Day Five: Grout - Andrew mixed a couple pales of grout and he did the shower walls while I mentally prepared for the floors. When my turn came, I moved fast. So fast that while Andrew and Jhenn raced to wipe the shower clean before the excess dried, I had to wait twenty minutes before the grout in the floor set up enough to do any wiping (I would have helped in the shower but even with only two people it's kind of crowded). Granted, there are a lot more lines of grout in the shower than the floor so my speed has nothing to do with skill unfortunately.

We called it a day after spending a good amount of time scraping the grout that had gotten caught in the shower tile texture. There was no easy way out and we were exhausted.

Days Six Through Nine: Scraping - I don't look back on these days fondly. These were work days in every sense. I went to work at 6am, got back at 5pm and started scraping the shower. Andrew came over and finished installing the fan/light/heater and the over-mirror light fixture. I scraped. When I finally finished the shower, I moved on to the peeling paint. And I was soon joined by Jenn.

Days Nine and Ten: A Different Kind of Scraping - The previous occupants decided to paint high gloss paint directly onto existing high gloss paint without any primer. It didn't work well. If you looked at it funny it peeled. So Jenn and I scraped and scraped and tried to keep each other from tearing the drywall down out of pure frustration. On the eleventh day we called it and moved on to patching.

Day Eleven: Patching - The tub install had required the removal of two sizable chunks of drywall on either side of the tub itself. So I cut some drywall to fit, installed it, and Jenn plastered over the seams. We also patched up the hole where the old light fixture lived and a small strip that allowed us to run some cable to the fan/light/heater.

Thinking we'd be priming later that night, we started to get excited. The end was near!

Days Twelve and Beyond: The End Is Not Near - We discovered that the plaster was taking longer to dry than expected. This didn't come as a huge shock. We'd had to lay it on pretty thick to get a smooth result. But waiting for things to dry became the new frustration. Here's a quick rundown of the next several days. Imagine you're watching time-lapse photography. Maybe it'll be more interesting that way.
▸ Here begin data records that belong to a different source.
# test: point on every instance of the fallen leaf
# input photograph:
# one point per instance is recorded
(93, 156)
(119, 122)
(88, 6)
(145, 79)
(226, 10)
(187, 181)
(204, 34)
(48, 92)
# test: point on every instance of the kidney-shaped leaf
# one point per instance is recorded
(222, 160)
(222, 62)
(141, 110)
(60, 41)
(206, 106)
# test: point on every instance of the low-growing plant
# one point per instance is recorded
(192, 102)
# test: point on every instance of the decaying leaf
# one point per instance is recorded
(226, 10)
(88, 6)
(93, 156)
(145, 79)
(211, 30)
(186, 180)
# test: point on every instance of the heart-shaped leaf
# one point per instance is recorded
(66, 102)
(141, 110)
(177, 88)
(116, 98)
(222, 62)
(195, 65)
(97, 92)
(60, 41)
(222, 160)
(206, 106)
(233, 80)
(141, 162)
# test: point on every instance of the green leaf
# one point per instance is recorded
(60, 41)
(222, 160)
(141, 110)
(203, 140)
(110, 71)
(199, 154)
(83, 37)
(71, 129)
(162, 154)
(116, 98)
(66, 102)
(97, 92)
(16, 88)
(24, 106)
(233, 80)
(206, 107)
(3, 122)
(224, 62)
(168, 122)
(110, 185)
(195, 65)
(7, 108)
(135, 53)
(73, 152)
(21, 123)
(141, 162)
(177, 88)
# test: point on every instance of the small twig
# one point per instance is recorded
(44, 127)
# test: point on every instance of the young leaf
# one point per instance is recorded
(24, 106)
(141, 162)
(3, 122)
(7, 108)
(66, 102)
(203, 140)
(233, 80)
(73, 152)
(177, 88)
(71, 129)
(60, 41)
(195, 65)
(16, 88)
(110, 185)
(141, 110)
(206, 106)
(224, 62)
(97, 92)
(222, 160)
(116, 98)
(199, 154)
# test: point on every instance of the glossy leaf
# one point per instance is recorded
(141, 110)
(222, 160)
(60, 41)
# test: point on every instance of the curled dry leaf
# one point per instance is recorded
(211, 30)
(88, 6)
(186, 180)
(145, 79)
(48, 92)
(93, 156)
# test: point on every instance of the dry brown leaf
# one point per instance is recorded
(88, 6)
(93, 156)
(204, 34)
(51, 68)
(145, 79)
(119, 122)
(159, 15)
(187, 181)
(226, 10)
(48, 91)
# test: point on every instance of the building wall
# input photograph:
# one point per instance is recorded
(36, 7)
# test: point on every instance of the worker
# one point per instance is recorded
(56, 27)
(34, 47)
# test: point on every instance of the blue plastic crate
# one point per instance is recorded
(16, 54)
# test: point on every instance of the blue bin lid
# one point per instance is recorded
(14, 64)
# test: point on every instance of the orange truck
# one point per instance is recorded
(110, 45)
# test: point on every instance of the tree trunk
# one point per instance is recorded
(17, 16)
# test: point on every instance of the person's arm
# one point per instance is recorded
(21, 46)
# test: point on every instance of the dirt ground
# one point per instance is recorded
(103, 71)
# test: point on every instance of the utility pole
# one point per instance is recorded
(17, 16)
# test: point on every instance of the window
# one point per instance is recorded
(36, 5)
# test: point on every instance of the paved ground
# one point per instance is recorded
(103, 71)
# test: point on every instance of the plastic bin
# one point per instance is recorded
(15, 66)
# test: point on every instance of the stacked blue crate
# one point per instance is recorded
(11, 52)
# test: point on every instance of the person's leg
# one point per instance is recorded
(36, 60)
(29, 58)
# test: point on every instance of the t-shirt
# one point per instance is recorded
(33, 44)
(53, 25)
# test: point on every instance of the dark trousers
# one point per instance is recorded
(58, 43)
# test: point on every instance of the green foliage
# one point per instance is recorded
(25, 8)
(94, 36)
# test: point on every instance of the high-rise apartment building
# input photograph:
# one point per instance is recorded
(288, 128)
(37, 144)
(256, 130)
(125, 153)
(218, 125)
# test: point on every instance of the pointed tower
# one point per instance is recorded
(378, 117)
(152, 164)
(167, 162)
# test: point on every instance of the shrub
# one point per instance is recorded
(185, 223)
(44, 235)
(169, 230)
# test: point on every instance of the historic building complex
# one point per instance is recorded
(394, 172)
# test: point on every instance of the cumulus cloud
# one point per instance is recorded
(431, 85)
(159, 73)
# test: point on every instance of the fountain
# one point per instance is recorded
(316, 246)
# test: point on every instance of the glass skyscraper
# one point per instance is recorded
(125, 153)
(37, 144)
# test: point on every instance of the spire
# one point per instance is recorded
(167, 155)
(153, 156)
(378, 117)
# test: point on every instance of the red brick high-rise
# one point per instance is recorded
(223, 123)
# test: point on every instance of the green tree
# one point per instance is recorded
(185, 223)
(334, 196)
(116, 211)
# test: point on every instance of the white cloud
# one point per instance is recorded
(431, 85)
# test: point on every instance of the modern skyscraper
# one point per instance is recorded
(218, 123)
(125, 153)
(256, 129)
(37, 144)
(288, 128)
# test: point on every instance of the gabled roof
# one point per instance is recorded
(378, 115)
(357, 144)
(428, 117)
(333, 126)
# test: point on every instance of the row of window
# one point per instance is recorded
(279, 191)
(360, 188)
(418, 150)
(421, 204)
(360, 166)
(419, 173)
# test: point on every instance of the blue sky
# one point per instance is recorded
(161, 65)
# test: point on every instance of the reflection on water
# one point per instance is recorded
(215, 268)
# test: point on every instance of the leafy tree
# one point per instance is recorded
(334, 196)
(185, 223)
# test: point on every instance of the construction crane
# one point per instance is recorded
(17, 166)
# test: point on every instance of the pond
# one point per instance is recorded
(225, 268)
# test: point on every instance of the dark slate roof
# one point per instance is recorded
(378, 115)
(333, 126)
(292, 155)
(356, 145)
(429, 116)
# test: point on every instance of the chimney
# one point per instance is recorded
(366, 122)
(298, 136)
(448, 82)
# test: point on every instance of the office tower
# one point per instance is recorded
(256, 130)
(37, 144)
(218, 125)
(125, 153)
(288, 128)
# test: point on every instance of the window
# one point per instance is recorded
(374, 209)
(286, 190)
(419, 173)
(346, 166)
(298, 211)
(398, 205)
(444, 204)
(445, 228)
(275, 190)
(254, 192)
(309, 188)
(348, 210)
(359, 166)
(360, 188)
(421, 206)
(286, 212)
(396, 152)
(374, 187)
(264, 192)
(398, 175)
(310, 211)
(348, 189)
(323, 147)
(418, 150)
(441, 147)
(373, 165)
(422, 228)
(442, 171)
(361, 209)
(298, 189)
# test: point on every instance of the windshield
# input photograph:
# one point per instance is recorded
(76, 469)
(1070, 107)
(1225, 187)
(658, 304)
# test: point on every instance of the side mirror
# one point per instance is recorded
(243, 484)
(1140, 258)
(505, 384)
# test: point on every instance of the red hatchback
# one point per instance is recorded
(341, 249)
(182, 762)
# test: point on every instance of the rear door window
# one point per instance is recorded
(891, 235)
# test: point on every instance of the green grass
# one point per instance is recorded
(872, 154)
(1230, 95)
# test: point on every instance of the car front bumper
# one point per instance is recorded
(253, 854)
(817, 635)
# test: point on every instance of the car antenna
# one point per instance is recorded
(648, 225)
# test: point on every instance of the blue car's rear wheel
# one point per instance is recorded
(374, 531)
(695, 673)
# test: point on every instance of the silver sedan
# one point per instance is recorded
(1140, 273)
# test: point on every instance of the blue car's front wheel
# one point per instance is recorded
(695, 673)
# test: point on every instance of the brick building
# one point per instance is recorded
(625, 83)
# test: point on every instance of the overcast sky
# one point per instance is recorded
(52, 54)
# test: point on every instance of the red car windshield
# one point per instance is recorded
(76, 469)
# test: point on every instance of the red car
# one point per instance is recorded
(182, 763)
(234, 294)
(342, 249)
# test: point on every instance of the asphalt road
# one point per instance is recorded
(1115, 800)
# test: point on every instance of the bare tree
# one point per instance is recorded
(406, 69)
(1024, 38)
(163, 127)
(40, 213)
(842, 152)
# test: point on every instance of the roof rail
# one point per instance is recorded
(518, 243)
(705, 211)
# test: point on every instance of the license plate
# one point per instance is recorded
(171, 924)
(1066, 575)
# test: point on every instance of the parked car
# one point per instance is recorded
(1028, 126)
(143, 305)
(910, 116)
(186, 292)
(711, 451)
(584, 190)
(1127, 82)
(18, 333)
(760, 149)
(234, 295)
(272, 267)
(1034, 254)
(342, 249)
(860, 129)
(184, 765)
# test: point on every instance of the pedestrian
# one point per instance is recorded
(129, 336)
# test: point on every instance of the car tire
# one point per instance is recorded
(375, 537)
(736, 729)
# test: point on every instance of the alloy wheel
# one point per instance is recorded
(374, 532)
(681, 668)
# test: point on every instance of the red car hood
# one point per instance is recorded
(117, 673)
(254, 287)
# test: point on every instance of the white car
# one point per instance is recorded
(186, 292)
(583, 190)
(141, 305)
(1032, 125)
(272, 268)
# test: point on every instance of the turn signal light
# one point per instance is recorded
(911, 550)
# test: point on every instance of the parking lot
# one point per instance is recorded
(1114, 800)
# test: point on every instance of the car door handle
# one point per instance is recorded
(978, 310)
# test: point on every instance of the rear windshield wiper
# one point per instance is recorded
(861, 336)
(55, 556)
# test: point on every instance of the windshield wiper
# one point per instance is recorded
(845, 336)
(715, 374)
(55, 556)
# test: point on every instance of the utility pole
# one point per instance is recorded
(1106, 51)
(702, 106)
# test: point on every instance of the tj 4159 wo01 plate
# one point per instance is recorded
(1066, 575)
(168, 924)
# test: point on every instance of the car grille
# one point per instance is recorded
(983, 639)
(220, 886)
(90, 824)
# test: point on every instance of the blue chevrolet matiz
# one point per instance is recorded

- Plaster dries, we raise our hands in thanks.
- Sand plaster - entire house now covered in fine, white film.
- Discover that we could do a better job with the plaster, apply some more.
- Wait.
- Sand plaster (see "fine, white film").
- Add texture which boasts a two hour drying time. Instructions clearly written by liars as it takes around four or five hours to change color (which is supposed to indicate its dryness). In some places it never changes color.
- Wait.
- Prime walls and ceiling. Primer supposed to be dry in 1 hour. More liars at work at primer instruction-writing facility.
- Thinking we're ready to paint the ceiling, we notice that the primer -- a chemical designed to bond to anything -- is not adhering to one portion of the ceiling. That one portion turns out to be the badly-executed patch by the previous owners. We rip part of the ceiling open and re-patch. This is hands down the most difficult patch we've had to attack and requires -- you guessed it -- more plaster!
- See "fine, white film".
- Finally, it's dry. Finally we re-prime.
- Finally we paint color onto the wall -- a rich, chocolate brown. We stand back and admire our work. You'll notice there's no brown paint in the pictures above.
- Realizing that a bathroom the size of ours becomes a cave when painted a dark color, we return to Home Depot and find another color.
- We re-paint the walls!
- We wait.

This whole plaster-sand-texture-prime-paint business took about a week. Maybe more as I've blocked out most of the associated memories. I'm only able to tell you about this much because I wrote despairing journal entries detailing the whole mess.

OK. That part about the journal entries was a lie. I was way too frustrated to write journal entries.

Day...I Have No Idea: You Think You're Nearly Done But You're Not - We moved the vanity into the bathroom to see how she fit which turned out to be "not very well". There was a gap between the countertop and the wall at the back of the vanity so we discussed possible solutions which included shimming the front of the vanity, sawing off a portion of the back of the vanity, and torching the condo and walking away.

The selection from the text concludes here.